Once humans spent most of their days doing useful things with their hands, and I realized that we were designed to get a deep satisfaction from this. As Hughes put it, "You have the feeling people were supposed to do this kind of work, rather than data entry, which is amazingly horrible."
An article today on Slate magazine about Emily Yoffe's 'brief, inspiring career as a historical re-enactor'. In it, she discusses her time portraying a colonial farm woman at the Claude Moore Colonial Farm in McLean, Virginia. The place is apparently right across the street from the CIA headquarters in Langley, Virginia. How weird. I love the strange juxtapositions that inevitably arise when reenacting.
It's cool to hear someone else discuss it. One of the best parts of recreating the past is when you get the 'high'--the feeling that you really are where you up to then had only been pretending to be. She got it through the mundane tasks of growing tobacco and dealing with livestock.
Reenacting helps you remember that there was a time, not so far back, when people lived with a purpose that was more than waiting for the weekend. I had a class a few years ago about American demographics in marketing. Robert Fogel taught it, and he showed us how the average American in 1800 only had about 30 minutes of free time each day, whereas the average American today has around eight hours.

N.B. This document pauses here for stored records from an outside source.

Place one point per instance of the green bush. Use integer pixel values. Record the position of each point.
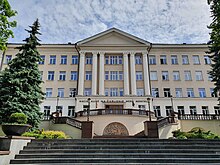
(46, 134)
(19, 118)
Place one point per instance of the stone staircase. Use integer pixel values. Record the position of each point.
(119, 151)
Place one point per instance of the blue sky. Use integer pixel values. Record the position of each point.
(157, 21)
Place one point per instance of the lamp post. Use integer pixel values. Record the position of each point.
(148, 102)
(88, 109)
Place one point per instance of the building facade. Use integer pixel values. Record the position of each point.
(118, 76)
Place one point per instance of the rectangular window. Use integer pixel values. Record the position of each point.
(179, 92)
(166, 92)
(152, 60)
(153, 75)
(187, 75)
(190, 92)
(60, 92)
(199, 76)
(72, 92)
(176, 75)
(42, 60)
(196, 59)
(50, 75)
(138, 60)
(193, 110)
(75, 60)
(88, 75)
(202, 92)
(87, 92)
(140, 92)
(174, 60)
(88, 59)
(62, 75)
(185, 59)
(207, 60)
(139, 75)
(163, 59)
(52, 59)
(155, 92)
(73, 75)
(49, 92)
(165, 76)
(63, 59)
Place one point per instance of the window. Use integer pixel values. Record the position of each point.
(88, 59)
(138, 59)
(42, 60)
(155, 92)
(190, 92)
(139, 75)
(185, 59)
(166, 92)
(187, 75)
(113, 91)
(199, 76)
(207, 60)
(179, 92)
(72, 92)
(165, 76)
(73, 75)
(176, 75)
(196, 59)
(52, 59)
(49, 92)
(202, 92)
(87, 92)
(181, 110)
(153, 75)
(152, 60)
(174, 59)
(193, 110)
(63, 60)
(74, 60)
(50, 75)
(88, 75)
(163, 59)
(140, 92)
(60, 92)
(157, 111)
(71, 111)
(62, 75)
(205, 110)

That's amazing when you think about it. Additionally, 50% of a typical family income was used to pay for food. Today, it hovers around 10%. Disposable income for the masses is a relatively recent phenomenon. People in the past worked hard, not to make a living, but to survive.
Long and short of it, historical reenacting is fun and educational--practically and emotionally--and everyone should try it out at some point.